Archive for octobre, 2018

J’ai grandi avec Sega, et je ne suis pas le seul. La plupart de mes collègues sont comme moi des excités de la manette, bien qu’adultes et pères de famille. Et la semaine dernière, nous avons suivi un incentive à Helsinki où nous avons, comme souvent, longuement débattu sur le sujet. Il a surtout été question des égarements incompréhensibles de Microsoft. Il est ressorti de la discussion que la prochaine Xbox va faire un flop. Et la dernière conférence de Microsoft en la matière va clairement en ce sens ! Microsoft est décidément un mystère. Sur le plan financier, cette firme peut détruire Sony d’un simple geste. C’est un char d’assaut contre un lance-pierre, en matière de rapports de force. Et pourtant, en fin de compte, c’est Sony qui triomphe avec sa PS4, et Microsoft qui est à la traîne. Incompréhensible ! Comment une telle énormité a pu avoir lieu ? Comment une société peut-elle faire preuve de si peu d’intelligence ? En matière de console de salon, il n’y a pas 36 stratégies : ce sont les jeux qui sont importants. Perso, j’ai craqué pour la 360 juste pour me lancer dans Dead rising. Sony a retenu la leçon depuis longtemps, et propose de fait à chaque nouvelle console des exclus qui font rêver : Earth Defense, Shenmue et tant d’autres. Microsoft, cependant, semble avoir oublié cette vérité toute simple : il paraît aujourd’hui inapte à fournir le moindre jeu neuf depuis quelques années, et persiste à proposer ses vieux jeux qui ne font plus guère plaisir qu’aux fans de la première heure. C’est vraiment effroyable, une telle mollesse. Les types de Microsoft paraissent tout à fait déconnectés des réalités du monde vidéoludique, très réactifs, très impatient, et très colérique.

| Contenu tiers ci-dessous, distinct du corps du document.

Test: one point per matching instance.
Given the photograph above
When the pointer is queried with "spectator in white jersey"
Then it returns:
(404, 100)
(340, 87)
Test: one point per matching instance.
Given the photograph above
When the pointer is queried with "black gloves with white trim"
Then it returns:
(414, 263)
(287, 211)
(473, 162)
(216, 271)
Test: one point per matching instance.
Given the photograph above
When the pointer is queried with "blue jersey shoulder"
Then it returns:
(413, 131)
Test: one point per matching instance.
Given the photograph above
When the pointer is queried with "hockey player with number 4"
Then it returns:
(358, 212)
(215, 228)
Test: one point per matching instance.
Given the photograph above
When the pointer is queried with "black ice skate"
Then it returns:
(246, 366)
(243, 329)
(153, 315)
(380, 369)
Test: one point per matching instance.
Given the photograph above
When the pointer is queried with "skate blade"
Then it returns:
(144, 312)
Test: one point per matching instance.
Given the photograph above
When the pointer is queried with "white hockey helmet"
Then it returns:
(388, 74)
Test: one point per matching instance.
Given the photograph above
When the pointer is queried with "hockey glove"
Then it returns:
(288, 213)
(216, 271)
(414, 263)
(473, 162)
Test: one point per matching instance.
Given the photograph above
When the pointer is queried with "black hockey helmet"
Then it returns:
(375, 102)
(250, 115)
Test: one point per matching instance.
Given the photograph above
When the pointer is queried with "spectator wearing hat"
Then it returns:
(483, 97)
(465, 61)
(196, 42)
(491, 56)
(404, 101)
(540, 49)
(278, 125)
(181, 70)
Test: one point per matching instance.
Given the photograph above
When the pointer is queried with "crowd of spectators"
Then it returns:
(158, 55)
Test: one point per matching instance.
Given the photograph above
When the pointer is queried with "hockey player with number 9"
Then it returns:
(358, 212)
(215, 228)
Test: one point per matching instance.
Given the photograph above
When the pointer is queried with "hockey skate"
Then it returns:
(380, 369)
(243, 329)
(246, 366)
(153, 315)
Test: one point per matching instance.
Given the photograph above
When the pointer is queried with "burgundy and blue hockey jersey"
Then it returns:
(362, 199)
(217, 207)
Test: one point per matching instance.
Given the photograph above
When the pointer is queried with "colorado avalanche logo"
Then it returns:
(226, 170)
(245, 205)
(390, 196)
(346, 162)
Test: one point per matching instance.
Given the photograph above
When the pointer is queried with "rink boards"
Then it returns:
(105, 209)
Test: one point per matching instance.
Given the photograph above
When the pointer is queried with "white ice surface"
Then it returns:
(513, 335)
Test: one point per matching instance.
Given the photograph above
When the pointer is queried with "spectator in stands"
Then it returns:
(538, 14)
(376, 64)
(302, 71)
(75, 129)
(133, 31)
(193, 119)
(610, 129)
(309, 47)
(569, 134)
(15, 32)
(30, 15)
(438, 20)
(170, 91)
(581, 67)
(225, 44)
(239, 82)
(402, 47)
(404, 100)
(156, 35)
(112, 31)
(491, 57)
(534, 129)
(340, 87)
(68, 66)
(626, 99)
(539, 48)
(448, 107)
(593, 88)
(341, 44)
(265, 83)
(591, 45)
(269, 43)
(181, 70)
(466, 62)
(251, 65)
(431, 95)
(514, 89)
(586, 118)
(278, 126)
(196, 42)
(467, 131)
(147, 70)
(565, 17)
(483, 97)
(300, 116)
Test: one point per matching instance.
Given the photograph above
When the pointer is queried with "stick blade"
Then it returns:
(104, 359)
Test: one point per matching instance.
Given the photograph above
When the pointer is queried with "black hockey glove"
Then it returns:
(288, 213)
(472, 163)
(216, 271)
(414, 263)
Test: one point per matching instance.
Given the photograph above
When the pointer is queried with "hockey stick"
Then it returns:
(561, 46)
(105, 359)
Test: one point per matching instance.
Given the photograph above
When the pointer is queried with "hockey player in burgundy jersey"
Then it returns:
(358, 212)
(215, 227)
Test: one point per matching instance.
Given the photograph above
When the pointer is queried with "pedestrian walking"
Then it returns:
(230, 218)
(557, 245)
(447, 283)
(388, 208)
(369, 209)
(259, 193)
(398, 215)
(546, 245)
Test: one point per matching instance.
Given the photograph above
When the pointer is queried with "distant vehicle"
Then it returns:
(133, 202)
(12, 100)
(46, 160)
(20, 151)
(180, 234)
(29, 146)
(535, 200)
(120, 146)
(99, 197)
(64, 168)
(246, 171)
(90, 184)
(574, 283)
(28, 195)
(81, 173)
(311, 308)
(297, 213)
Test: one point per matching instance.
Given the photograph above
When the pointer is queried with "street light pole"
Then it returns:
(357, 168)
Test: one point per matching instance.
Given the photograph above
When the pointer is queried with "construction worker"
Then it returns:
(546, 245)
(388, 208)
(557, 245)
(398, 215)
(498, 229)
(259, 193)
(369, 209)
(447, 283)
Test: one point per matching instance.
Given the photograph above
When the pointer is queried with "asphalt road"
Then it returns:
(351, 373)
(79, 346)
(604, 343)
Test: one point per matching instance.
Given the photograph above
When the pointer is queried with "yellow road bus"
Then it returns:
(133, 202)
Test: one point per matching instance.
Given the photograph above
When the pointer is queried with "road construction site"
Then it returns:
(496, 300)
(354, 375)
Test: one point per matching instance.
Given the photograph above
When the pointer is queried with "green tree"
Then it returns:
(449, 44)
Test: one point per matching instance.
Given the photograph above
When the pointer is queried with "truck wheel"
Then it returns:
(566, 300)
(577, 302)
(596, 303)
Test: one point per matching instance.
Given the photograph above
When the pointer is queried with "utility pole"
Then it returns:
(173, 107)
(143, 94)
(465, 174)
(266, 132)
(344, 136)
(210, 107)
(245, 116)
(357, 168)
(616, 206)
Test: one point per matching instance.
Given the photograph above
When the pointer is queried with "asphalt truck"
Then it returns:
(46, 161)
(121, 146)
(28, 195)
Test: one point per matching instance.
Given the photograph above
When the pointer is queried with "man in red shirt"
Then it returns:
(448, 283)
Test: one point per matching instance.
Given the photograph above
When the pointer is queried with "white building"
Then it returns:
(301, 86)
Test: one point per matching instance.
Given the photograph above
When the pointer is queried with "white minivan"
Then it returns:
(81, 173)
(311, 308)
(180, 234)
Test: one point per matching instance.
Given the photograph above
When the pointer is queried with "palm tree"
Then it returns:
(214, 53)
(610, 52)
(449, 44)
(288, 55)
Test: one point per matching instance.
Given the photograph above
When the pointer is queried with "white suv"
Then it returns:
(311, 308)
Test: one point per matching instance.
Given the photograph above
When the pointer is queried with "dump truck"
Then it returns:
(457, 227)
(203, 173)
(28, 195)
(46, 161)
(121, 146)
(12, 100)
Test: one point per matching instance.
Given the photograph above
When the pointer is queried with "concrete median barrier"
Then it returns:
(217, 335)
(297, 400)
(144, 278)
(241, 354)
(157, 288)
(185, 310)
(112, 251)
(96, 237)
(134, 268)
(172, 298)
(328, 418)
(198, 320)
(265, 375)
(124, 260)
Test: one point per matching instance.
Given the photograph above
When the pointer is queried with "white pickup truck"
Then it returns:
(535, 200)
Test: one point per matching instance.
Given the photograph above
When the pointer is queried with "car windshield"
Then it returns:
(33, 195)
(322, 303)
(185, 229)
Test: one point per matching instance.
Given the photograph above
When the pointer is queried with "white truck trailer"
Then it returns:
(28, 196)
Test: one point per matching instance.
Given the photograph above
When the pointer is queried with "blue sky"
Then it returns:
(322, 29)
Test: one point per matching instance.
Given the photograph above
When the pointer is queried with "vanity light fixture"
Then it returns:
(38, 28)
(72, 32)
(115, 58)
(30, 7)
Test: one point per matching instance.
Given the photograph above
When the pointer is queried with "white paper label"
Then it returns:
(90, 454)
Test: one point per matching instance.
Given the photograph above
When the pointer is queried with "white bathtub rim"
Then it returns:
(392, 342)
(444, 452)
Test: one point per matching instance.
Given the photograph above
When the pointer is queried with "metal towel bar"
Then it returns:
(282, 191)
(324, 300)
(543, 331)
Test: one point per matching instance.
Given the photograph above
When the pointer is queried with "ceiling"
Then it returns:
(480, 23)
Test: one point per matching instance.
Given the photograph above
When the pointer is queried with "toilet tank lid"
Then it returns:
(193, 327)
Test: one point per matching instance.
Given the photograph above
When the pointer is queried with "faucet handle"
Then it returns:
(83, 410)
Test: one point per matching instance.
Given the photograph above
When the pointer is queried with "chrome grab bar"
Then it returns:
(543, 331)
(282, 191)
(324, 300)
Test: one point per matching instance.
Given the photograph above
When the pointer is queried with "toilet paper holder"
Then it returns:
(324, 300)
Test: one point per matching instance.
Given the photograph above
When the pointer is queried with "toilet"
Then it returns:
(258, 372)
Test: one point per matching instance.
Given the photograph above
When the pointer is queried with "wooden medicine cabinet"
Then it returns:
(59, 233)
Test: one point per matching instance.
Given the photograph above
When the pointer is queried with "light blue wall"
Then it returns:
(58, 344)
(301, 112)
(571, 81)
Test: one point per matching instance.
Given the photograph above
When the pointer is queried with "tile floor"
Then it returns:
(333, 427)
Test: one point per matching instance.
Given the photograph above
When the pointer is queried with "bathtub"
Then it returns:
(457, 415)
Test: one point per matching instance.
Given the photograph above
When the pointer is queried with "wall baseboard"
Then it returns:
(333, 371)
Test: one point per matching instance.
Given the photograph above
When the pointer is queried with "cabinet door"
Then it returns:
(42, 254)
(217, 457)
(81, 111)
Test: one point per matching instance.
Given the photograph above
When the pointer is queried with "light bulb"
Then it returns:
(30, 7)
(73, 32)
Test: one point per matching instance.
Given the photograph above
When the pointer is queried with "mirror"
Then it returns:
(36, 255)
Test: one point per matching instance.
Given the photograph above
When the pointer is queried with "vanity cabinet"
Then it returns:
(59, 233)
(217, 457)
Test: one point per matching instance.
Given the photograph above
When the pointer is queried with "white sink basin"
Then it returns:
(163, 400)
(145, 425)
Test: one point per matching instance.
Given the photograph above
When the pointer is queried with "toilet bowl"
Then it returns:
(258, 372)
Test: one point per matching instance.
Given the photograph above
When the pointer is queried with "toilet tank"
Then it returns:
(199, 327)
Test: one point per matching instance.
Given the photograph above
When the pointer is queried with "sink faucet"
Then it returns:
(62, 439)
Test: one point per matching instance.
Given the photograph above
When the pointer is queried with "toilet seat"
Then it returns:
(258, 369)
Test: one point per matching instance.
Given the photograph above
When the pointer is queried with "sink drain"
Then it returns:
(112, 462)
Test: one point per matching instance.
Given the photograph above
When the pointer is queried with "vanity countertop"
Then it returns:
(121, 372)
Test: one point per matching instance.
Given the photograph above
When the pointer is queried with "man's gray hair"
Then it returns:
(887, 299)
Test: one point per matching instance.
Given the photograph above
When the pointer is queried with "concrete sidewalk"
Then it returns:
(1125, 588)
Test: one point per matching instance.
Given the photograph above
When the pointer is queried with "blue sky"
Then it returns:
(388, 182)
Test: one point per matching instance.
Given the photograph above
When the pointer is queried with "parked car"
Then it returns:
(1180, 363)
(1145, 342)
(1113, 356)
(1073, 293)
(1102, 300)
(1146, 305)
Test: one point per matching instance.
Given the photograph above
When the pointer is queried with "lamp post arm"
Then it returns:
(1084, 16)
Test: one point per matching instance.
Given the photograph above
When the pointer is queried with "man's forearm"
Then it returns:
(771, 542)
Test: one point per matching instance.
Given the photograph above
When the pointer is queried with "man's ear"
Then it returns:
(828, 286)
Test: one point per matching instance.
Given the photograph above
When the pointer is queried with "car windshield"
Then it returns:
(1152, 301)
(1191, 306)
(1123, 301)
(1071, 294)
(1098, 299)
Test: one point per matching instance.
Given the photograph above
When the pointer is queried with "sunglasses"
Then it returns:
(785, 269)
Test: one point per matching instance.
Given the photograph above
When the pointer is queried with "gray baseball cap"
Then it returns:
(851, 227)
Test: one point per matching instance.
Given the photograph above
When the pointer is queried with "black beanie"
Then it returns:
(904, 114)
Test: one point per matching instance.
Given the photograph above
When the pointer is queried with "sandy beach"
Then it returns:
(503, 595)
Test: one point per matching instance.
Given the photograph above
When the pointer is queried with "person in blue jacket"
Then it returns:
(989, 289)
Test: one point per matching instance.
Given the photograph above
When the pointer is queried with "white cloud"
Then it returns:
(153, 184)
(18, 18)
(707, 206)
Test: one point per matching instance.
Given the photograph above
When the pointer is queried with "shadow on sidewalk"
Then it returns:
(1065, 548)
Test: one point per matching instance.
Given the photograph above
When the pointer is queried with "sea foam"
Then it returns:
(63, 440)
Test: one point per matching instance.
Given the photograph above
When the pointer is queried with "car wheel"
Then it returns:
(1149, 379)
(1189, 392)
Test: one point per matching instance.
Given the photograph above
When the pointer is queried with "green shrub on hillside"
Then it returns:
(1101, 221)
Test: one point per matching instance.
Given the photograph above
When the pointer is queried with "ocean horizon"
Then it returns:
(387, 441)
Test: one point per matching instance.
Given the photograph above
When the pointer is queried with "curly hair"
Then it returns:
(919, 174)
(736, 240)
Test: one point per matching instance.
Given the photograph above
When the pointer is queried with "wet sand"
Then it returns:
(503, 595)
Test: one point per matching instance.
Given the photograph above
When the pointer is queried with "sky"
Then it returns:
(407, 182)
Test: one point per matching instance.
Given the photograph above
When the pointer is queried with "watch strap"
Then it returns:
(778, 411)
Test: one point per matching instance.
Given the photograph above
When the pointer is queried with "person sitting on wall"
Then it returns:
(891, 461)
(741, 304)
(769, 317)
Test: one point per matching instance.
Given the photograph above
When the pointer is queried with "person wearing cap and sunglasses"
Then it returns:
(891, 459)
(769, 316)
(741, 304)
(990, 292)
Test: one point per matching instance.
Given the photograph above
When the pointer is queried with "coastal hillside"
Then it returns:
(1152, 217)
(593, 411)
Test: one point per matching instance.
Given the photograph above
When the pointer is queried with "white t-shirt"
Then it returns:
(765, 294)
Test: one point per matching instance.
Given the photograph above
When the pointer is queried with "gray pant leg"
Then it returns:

Et il y a un vrai risque que la X soit un échec de plus, s’ils ne mettent pas davantage l’accent sur les exclus et les jeux originaux. Mais bon, je ne vois pas l’avenir dans une boule de cristal, et j’étais aussi persuadé que la Switch serait un four… Sinon, j’ai beaucoup aimé cet incentive. Tenez, je vous mets en lien l’agence qui nous l’a proposé, si vous souhaitez voir quelques photos. En savoir plus en suivant le lien sur le site du spécialiste renommé de l’organisation d’ incentive à Helsinki.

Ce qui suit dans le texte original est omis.